Silt

I used to live in a lion’s skin. I was never afraid. With a heavy tool box and hands with bruises and scabs, I worked as a carpenter then, battering 2x4s and plywood, breathing cigarettes and sawdust.I floated high over mud and cement in my lion’s skin, gliding up rafters, nails flying, up the ladder and down again to the whine of the saw and the smell of pitch.

The tape measure in my palm felt smooth and slightly slick. Snap, the blade shot back; snap, crack, lines of certainty etched with pencil and chalk. Six and three-quarters, 47 and a half.

Nails angled in three-quarters of an inch, shanks crossing deep in the 2×10. Kick the stud and pound my two six-gun hammers. Tiny beads of moisture rose where the steel sank into the green wood.

I looked out over neighborhoods from new roofs, my body at the center of a web: fearless, uneasy, and not beholding to any man. When a job was done, I’d just take off, truck paid for and the rent in hand. “You can’t buy me,” I told them, a young man in a lion’s skin.
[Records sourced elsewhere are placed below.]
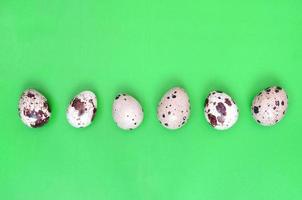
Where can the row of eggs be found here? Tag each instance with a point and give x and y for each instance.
(173, 111)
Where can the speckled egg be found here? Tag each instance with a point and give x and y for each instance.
(220, 110)
(82, 109)
(174, 108)
(270, 106)
(33, 108)
(127, 112)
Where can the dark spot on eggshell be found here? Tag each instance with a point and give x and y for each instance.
(30, 95)
(79, 106)
(220, 119)
(212, 119)
(221, 108)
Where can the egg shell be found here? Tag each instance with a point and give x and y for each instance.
(127, 112)
(174, 108)
(220, 110)
(82, 109)
(270, 105)
(34, 110)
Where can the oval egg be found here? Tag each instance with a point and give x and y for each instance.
(127, 112)
(33, 108)
(82, 109)
(270, 106)
(174, 108)
(220, 110)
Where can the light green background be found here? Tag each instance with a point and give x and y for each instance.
(61, 47)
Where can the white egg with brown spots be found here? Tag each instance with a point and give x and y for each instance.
(127, 112)
(270, 106)
(34, 110)
(220, 110)
(174, 108)
(82, 109)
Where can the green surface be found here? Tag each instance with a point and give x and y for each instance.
(61, 47)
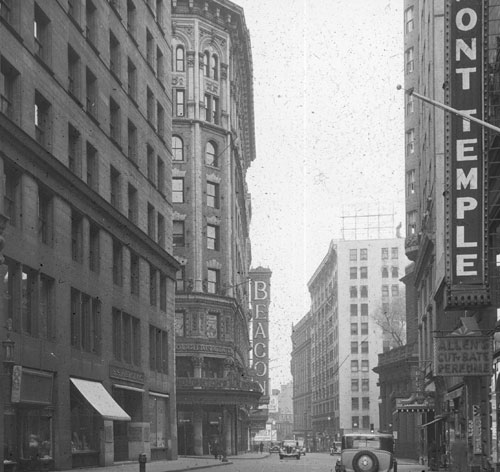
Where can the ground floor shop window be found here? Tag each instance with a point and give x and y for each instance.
(85, 423)
(158, 416)
(36, 434)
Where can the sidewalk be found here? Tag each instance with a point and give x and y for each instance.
(181, 464)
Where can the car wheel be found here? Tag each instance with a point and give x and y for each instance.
(365, 461)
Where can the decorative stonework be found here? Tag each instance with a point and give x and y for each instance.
(214, 264)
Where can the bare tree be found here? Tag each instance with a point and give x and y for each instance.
(391, 317)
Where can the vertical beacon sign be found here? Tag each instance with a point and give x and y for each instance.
(260, 280)
(466, 157)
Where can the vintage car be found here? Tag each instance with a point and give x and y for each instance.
(367, 452)
(289, 448)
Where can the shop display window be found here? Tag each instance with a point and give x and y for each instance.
(157, 414)
(36, 434)
(84, 425)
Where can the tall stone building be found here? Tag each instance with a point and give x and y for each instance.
(213, 145)
(89, 276)
(355, 284)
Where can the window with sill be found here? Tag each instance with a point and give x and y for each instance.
(41, 34)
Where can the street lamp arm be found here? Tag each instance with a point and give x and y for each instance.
(460, 113)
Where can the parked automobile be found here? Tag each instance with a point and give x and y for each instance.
(367, 452)
(289, 448)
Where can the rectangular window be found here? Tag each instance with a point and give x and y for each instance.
(163, 292)
(150, 106)
(114, 121)
(94, 248)
(131, 80)
(115, 187)
(117, 263)
(150, 162)
(161, 230)
(212, 195)
(46, 305)
(158, 350)
(133, 204)
(213, 237)
(74, 150)
(410, 141)
(178, 233)
(74, 71)
(92, 167)
(41, 33)
(409, 61)
(92, 93)
(178, 190)
(153, 282)
(114, 55)
(151, 221)
(364, 328)
(134, 273)
(76, 236)
(179, 102)
(42, 121)
(132, 141)
(213, 282)
(45, 219)
(91, 22)
(409, 20)
(160, 175)
(131, 18)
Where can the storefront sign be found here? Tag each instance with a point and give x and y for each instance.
(463, 355)
(465, 195)
(260, 280)
(122, 373)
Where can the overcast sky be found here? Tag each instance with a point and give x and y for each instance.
(330, 137)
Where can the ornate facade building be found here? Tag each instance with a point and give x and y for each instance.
(213, 145)
(88, 278)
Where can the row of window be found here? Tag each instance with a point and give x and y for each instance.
(210, 63)
(211, 154)
(363, 254)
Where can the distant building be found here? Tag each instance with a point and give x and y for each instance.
(213, 145)
(357, 281)
(89, 276)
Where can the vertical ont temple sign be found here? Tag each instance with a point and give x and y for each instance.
(466, 157)
(260, 280)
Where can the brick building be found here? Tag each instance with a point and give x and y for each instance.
(213, 146)
(89, 279)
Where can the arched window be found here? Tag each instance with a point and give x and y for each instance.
(177, 149)
(206, 64)
(211, 154)
(215, 67)
(179, 59)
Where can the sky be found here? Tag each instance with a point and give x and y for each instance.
(329, 135)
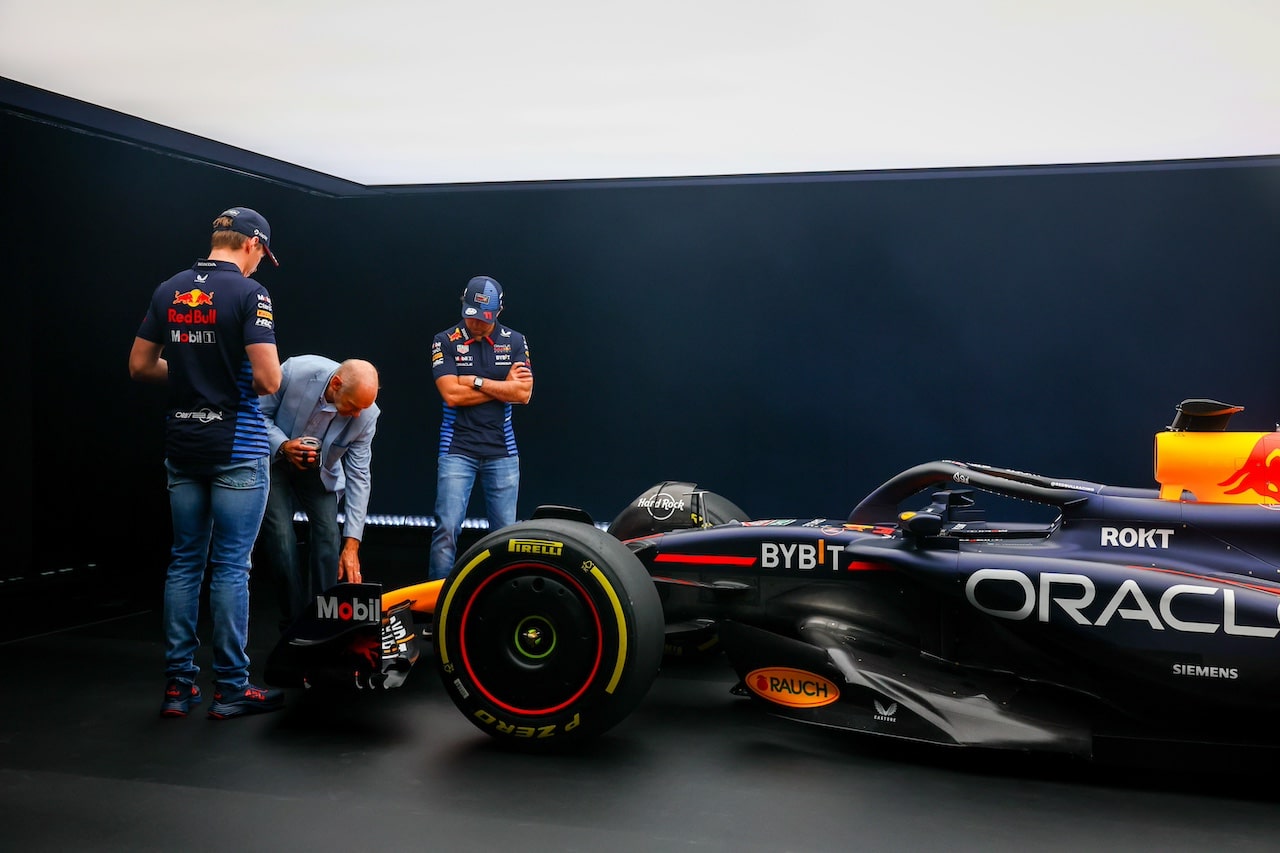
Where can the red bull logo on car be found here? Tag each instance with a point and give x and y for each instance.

I thought those days were gone . that feeling of something rising in my chest, something agitated and swift, gone my perfect confidence .

 

And then she pulled up beside me and rolled the window down.

“I’m going to liberate you,” she said. “I’m going to liberate you from the tyranny of the present.”

My heart leaped . The window came down with a hiss.

“Get in,” she said.

And I did; we drove on into the future.

 

“OK, where are we going?” I asked.

“First thing, we’re going to ditch this car,” she said, and headed down Umatilla Street toward the boat ramp. We watched the dark blue sedan surge into the river and disappear. It was April, the current was heavy and swift.

“Now run,” she said.

 

When we finally stopped, big firs surrounded us.

“What now?” I asked. She was cool, but I could see her blue eyes brimming with anger and defiance, snapping with pain like a downed power line, unpredictable and dangerous.

“Now we find a house where nobody’s home,” she said, and when she spoke, my future appeared:

A stolen car, a stolen house, a woman stolen for moments only, a life of stolen moments in which nothing would be mine alone, nothing mine to own.

” but it’s all yours,” she said, “if you have the strength to just use it and let it go.”

 

Later we sat side-by-side in a stolen rowboat, each pulling an oar. The liberated river was churning with silt, the city in uneasy silence. Warehouses, grain elevators and roadways had all tumbled before the new current. Twisted lengths of rebar bristled from piles of broken cement, unresolved hurt just under the surface, waiting to rip the bottom from the boat.

“There are no charts,” she said. “There are no charts since we blew up Bonneville Dam.”

The serrated blade slips and cuts the knuckles of my hand. Her jaw is still set. I pick up the oar and we pull again, away from the groves of willows that conceal rubble near the bank. I’m leaping as if across rooftops again, as if I still wore a lion’s skin. But this time I’m afraid.

 

Out in the current, silt pelts the aluminum boat. The new river pulls us toward Sauvie Island now, where she’ll find us another house where no one is home

Out of the dark her voice comes like the hiss of silt.

“We only see the water because of what is not the water,” she says. “Periphery, blind spots, blurred edges.” We drift on echoes from a new landscape, deafened by the hiss of silt. “Listen to the current,” she says. “Listen and follow the shifting sound of sand.”

 

“Let’s take down the dams,” I remember her whispering. “Let’s take down the dams. Let’s dump the cars in the rivers and run without maps.”

Her whisper insistent as silt .

 

“Now run,” she said.

“No more figure, no more ground,” she said, “no melody — only the shapes we imagine below, and the currents that will never leave them the same again.”

And in her mouth it’s a stern command. She squares her shoulders, her jaw sticks out — a challenge, a threat. “The new world does not revolve around you,” she says. “Only by letting go can you navigate it.”

She wants us to grow like vines through the rubble.

 

“Why do you want to blow up the dams?” I asked. “Why do you want this?

“Because now no one is in control,” she said, the sound of silt on her breath, “because now no one is in control.”

 

“Now run,” she said. “Now run in your lion’s skin.”